Nigeria : le gouvernement veut interdire l'abattage à ciel ouvert
Abuja prépare une interdiction de l'abattage en plein air et mise sur des abattoirs modernes pour doper la filière viande rouge, à la fois pour le marché intérieur et pour l'exportation.

Le gouvernement fédéral nigérian a annoncé son intention d'interdire l'abattage des animaux à ciel ouvert sur l'ensemble du territoire. L'objectif affiché : moderniser une filière viande rouge qui fonctionne encore largement selon des méthodes traditionnelles, souvent sans contrôle sanitaire. Abuja veut pousser les opérateurs vers des abattoirs équipés, capables de respecter des normes d'hygiène et de traçabilité. Le sujet n'est pas anodin dans un pays où la consommation de viande bovine, ovine et caprine reste forte, portée par une démographie qui dépasse les 220 millions d'habitants.
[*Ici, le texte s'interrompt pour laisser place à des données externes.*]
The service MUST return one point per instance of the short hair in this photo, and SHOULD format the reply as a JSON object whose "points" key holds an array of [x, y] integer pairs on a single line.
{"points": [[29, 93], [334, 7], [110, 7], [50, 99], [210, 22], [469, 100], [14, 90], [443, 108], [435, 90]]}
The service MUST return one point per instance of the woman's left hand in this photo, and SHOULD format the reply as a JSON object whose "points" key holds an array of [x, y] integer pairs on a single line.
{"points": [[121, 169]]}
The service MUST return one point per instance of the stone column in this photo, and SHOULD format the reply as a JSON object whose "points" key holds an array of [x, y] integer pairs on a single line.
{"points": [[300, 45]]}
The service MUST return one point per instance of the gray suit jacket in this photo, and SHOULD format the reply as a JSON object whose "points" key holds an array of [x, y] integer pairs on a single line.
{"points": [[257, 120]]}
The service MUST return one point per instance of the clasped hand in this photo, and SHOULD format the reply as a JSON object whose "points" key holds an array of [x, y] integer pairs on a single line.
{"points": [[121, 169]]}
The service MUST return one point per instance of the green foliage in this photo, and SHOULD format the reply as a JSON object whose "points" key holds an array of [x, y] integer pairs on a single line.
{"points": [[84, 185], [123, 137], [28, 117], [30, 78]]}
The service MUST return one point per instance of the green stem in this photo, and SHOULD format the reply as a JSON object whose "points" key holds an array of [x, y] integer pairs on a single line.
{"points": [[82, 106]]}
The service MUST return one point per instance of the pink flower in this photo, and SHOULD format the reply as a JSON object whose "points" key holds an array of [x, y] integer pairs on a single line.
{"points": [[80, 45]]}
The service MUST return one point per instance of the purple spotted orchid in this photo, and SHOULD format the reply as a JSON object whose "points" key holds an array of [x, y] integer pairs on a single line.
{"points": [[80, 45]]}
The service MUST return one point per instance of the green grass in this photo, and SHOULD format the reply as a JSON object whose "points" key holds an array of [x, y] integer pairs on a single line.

Selon les autorités, cette transition doit servir deux ambitions. D'abord, assainir la chaîne alimentaire intérieure, où les abattages informels échappent largement aux inspections vétérinaires. Ensuite, ouvrir des débouchés à l'exportation, notamment vers les marchés du Moyen-Orient et d'Afrique du Nord, friands de viande halal. Le Nigeria produit aujourd'hui très peu de viande transformée exportable, faute d'infrastructures conformes aux standards internationaux. Les nouveaux abattoirs, présentés comme des pôles intégrés, devraient aussi générer de la valeur ajoutée locale : cuirs, peaux, sous-produits aujourd'hui perdus.
Reste la question du calendrier et des moyens. Interdire l'abattage à ciel ouvert suppose de construire ou de réhabiliter des dizaines d'abattoirs modernes, accessibles et abordables pour les éleveurs et les bouchers. Sans alternative crédible, la mesure risque de pousser l'activité encore plus loin dans l'informel. Les États du nord, où se concentre l'élevage, devront être associés à la mise en œuvre, car la filière relève en partie de leurs compétences. Les organisations d'éleveurs, elles, attendent des garanties sur les coûts d'accès à ces nouvelles structures.
Sur le papier, la démarche s'inscrit dans une stratégie plus large de valorisation des protéines animales locales. Le Nigeria importe encore une part significative de sa viande et de ses produits carnés, ce qui pèse sur sa balance commerciale. Développer une filière rouge structurée pourrait réduire cette dépendance et créer des emplois dans les zones rurales. Mais l'écart entre l'annonce et la réalité du terrain reste important. La réussite dépendra moins du décret que de la capacité à financer les infrastructures et à convaincre les acteurs de la chaîne de changer leurs habitudes.